Aung San Suu Kyi will reportedly appeal a court ruling to award her estranged American brother half-ownership of the two-story lakeside villa in which she lived during her 15 years under house arrest.
The district court in the Myanmar capital, Yangon, decided that Aung San Oo had inheritance rights to the property, the Associated Press cited Suu Kyi’s lawyer Nyan Win as saying.
As a result, Suu Kyi faces eviction from the property, situated on Yangon’s Inya Lake, one of the city's prime residential locations, according to the Guardian.
Suu Kyi and Aung San Oo, a US citizen living in California, have been locked in a legal dispute over the property since 2000.
The Myanmar government gave the two-acre strip of land to Suu Kyi's mother, Khin Kyi, in 1947 after Gen.

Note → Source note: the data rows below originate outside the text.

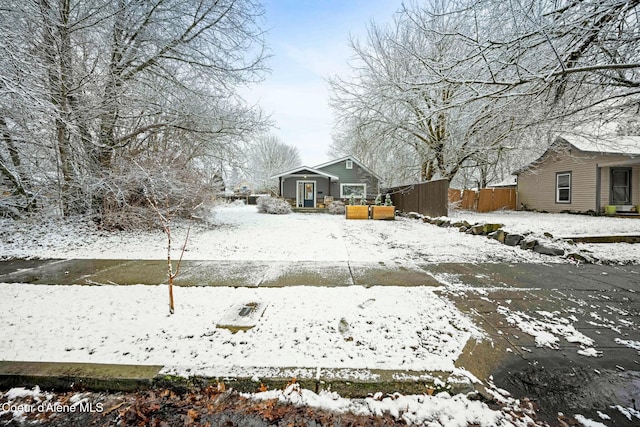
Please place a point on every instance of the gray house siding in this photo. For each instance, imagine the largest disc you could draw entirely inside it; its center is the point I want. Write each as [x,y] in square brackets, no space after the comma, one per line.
[355,175]
[537,184]
[329,179]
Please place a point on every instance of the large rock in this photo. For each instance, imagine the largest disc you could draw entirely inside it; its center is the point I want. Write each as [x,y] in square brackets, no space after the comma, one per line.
[490,228]
[513,239]
[477,230]
[548,250]
[498,235]
[528,244]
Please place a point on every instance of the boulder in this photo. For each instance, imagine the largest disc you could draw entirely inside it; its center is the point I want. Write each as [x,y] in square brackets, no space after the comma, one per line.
[498,235]
[459,224]
[490,228]
[528,244]
[477,230]
[579,258]
[548,250]
[513,239]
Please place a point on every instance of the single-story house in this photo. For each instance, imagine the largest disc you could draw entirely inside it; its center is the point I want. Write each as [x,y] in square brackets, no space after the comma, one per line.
[581,174]
[307,187]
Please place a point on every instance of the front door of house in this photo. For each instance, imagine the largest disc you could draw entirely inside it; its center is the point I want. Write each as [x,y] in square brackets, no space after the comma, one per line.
[306,194]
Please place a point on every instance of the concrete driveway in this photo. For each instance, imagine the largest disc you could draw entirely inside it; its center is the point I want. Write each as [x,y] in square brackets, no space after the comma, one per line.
[565,336]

Aung San, the founding leader of independent Myanmar and Suu Kyi's father, was assassinated.
Khin Kyi died in 1988, while Aung San Suu Kyi was nursing her on the property.
In 2000, Aung San Oo launched a High Court case to establish his inheritance rights as the oldest child of Aung San, who was revered by pro-democracy campaigners and the country's military leaders alike, according to London's Daily Telegraph.
According to several reports, Aung San Oo disagrees with Suu Kyi’s political views and may have been sympathetic to the former military junta, which ceded power last year after elections.
Although he made almost annual trips home, Aung San Oo never visited Suu Kyi at the property during her confinement there.